During the recent crisis over Chen, Obama said that “we want China to be strong [and] want it to be prosperous.” Days later Secretary of State Hillary Clinton echoed with “we want a strong and prosperous China.” Here the word “China” was adroitly ambiguous. To Americans, and to many Chinese, it could mean the United States wishes the best for “all the Chinese people.” But to Communist Party leaders, given the way they have used the term for decades, the message could be: “The American president favors wealth and power for the Communist Party-state.” That was the interpretation projected in China’s government-run media.

Allowing “China” to mean only a small elite is dangerous in that it adumbrates nearly a fifth of the world’s population. It also prevents a square consideration of how long the regime will last — by far the most sensitive topic in the diplomatic language game. One cannot raise it; it is an affront to “the other side” even to think it (though Chinese elites, who consistently send their money and children abroad, seem to think about it themselves). And the question persists: If “China” means only “the regime,” what happens, some day, if it is not there?
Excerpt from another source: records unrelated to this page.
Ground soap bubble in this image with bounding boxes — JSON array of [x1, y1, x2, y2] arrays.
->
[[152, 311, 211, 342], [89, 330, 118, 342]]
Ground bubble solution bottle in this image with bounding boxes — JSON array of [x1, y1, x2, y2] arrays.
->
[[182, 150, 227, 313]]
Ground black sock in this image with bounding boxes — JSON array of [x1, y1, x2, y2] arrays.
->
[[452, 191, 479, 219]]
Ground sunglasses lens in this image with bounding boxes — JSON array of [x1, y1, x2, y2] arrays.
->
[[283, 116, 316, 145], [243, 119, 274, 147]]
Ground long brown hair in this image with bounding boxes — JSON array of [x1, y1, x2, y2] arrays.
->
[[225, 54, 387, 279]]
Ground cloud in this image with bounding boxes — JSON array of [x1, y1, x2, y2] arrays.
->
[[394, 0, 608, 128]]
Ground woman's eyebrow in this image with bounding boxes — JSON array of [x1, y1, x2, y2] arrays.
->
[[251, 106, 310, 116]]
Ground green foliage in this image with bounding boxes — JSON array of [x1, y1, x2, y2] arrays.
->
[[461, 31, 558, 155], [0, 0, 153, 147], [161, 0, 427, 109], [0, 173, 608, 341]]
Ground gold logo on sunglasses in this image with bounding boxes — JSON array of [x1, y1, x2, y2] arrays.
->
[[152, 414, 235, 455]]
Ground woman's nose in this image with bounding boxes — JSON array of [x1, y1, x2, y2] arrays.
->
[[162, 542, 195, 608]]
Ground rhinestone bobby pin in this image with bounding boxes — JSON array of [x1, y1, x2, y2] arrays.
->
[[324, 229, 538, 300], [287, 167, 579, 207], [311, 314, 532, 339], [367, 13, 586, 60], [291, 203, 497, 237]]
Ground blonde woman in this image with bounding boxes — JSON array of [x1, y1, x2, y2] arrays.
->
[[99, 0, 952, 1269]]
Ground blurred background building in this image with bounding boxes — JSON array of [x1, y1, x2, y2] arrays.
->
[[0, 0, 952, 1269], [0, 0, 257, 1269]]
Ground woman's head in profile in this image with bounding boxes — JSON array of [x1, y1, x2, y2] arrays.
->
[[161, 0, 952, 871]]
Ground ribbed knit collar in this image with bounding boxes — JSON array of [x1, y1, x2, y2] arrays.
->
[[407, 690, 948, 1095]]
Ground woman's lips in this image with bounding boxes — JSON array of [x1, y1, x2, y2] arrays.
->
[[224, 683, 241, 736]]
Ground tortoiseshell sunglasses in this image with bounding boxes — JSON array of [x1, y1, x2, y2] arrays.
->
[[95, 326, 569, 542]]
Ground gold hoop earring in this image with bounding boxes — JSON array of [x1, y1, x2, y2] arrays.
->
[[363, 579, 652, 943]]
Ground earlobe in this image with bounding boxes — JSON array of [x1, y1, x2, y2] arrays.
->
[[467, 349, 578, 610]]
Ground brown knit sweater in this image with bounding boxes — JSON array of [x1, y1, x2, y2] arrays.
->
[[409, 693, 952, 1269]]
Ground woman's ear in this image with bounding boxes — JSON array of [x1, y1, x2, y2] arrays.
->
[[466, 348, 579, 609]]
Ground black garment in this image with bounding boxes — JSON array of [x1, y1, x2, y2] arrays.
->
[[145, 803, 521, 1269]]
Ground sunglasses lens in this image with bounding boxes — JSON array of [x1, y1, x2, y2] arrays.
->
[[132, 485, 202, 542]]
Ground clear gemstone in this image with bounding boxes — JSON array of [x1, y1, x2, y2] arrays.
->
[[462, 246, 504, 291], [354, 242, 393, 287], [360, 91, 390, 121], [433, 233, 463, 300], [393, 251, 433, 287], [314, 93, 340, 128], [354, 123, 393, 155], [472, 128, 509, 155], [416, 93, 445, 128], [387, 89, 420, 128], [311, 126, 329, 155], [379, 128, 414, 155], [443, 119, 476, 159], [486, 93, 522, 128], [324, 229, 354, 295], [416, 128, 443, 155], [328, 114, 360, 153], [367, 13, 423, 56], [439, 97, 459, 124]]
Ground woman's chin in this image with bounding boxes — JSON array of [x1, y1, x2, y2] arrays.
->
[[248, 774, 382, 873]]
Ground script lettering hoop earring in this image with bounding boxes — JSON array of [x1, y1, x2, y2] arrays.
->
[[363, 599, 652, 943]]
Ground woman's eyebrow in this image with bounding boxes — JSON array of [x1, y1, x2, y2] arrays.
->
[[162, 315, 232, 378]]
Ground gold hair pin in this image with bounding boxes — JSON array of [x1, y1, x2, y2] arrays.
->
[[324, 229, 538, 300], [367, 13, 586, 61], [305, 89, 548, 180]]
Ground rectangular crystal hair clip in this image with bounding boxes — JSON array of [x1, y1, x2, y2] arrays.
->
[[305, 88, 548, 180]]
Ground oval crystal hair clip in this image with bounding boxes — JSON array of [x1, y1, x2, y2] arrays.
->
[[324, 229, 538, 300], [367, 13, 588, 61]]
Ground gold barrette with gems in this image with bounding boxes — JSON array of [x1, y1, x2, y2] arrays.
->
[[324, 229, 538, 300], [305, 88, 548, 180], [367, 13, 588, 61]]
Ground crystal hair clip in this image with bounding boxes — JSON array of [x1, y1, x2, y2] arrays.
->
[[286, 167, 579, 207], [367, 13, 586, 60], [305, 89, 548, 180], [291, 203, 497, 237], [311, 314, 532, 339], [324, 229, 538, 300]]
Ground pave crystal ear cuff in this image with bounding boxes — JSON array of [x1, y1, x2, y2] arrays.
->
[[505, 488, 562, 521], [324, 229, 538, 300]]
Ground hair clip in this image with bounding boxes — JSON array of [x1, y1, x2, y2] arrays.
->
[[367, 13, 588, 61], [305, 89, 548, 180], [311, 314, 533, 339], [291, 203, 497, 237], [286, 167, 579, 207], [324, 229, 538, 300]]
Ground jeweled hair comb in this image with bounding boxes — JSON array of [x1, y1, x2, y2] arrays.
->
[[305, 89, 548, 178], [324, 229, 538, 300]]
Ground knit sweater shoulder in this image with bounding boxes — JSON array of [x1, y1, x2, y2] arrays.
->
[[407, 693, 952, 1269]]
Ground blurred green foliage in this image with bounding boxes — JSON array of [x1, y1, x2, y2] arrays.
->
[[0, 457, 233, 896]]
The two dynasties in Chinese history that most resemble the Communist episode are the Qin (221-207 B.C.) and the Sui (A.D. 589-618). Both oversaw huge new construction and great increases in wealth but also ruthless tyranny, deaths from forced labor, and horrors such as burning of books and burying of scholars (the “dissidents” of another era).

China will eventually outgrow its current spasm as well, perhaps without Chen Guangcheng’s help. On the other hand, maybe this artist of miracle escapes can pull off a second miracle: changing the way the U.S. government understands “China.”

Perry Link, who was a coeditor of “The Tiananmen Papers,” teaches comparative literature and foreign languages at the University of California, Riverside.